Ridurre i consumi energetici delle criptovalute è possibile: lo conferma uno studio dell’Università di Cambridge segnalato dall’Agenzia Reuters, secondo cui le emissioni storiche di gas serra della blockchain di Ethereum – prima del suo aggiornamento software dell’anno scorso – erano equivalenti alle emissioni annuali di un Paese come l’Honduras.
Come noto, le criptovalute consumano tipicamente grandi quantità di energia nella produzione e nell’elaborazione delle transazioni, modalità che ha attirato numerose critiche da parte degli ambientalisti e di alcuni investitori. Sinora però gli studi in proposito sono stati limitati.
In questo senso va invece la ricerca britannica che segnala come dal suo lancio nel 2015 fino all’aggiornamento dello scorso anno, le emissioni di gas serra di Ethereum sono state pari a 27,5 milioni di tonnellate di biossido di carbonio equivalente (MtCO2e).
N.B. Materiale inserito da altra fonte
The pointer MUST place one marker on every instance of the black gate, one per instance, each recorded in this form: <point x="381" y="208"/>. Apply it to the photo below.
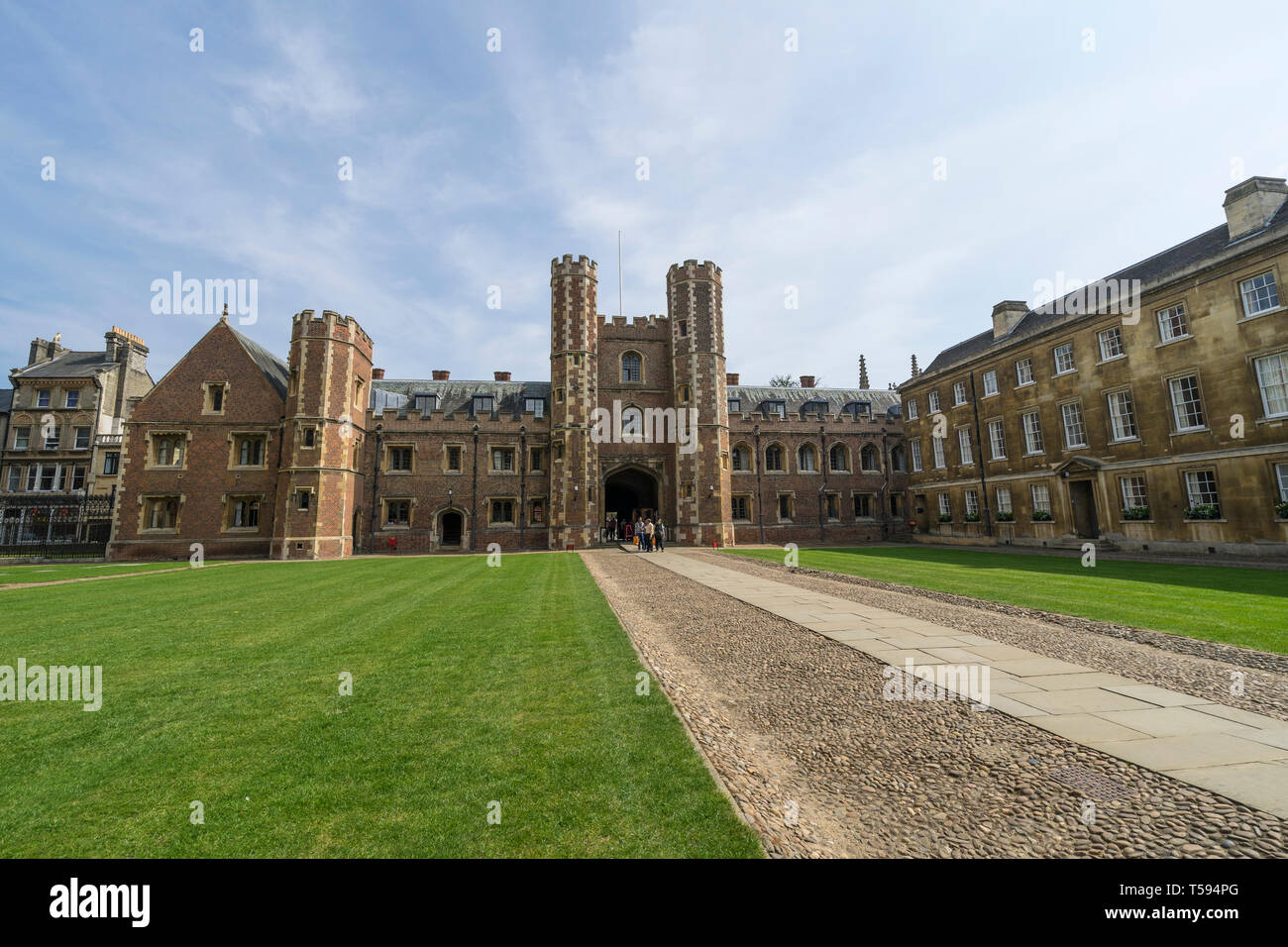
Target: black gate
<point x="54" y="527"/>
Una quantità di poco inferiore a quella dell’Honduras, che ha emesso 27,7 MtCO2e nel 2020, secondo Climate Watch.
La svolta del 2022
Le cose sono però cambiate nel settembre 2022, quando la blockchain di Ethereum, che ospita la seconda criptovaluta più grande al mondo – ether – ha conosciuto un importante aggiornamento software noto come “Merge”, che ha drasticamente ridotto il suo consumo energetico.
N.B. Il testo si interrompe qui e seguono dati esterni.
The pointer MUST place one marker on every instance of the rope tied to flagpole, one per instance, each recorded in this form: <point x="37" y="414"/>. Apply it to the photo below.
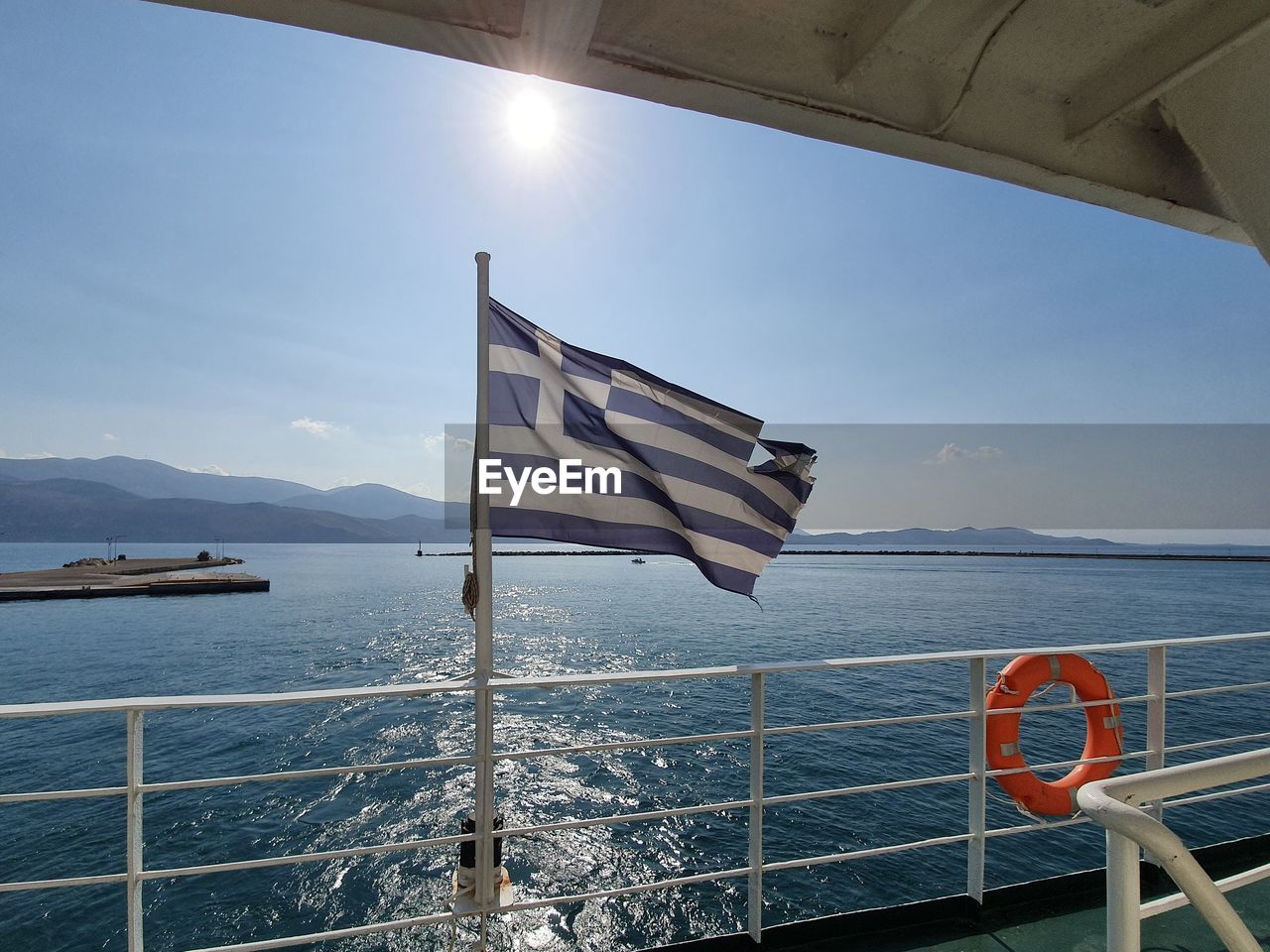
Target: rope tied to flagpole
<point x="471" y="592"/>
Con il suo sistema post-Merge, Ethereum utilizza oltre il 99% in meno di energia, tanto che le sue attuali emissioni annue sono di circa 2,8 chilotone di biossido di carbonio equivalente, secondo lo studio, pari all’incirca a cinque voli di andata e ritorno da Londra a New York.
Insomma, lo studio conferma che invertire la rotta verso la sostenibilità nel mondo delle criptovalute è possibile. Molto lontana da questo traguardo appare invece essere Bitcoin, che è responsabile di circa 73,9 MtCO2e all’anno, più meno equivalenti a quelle della Cambogia nel 2020, secondo Climate Watch.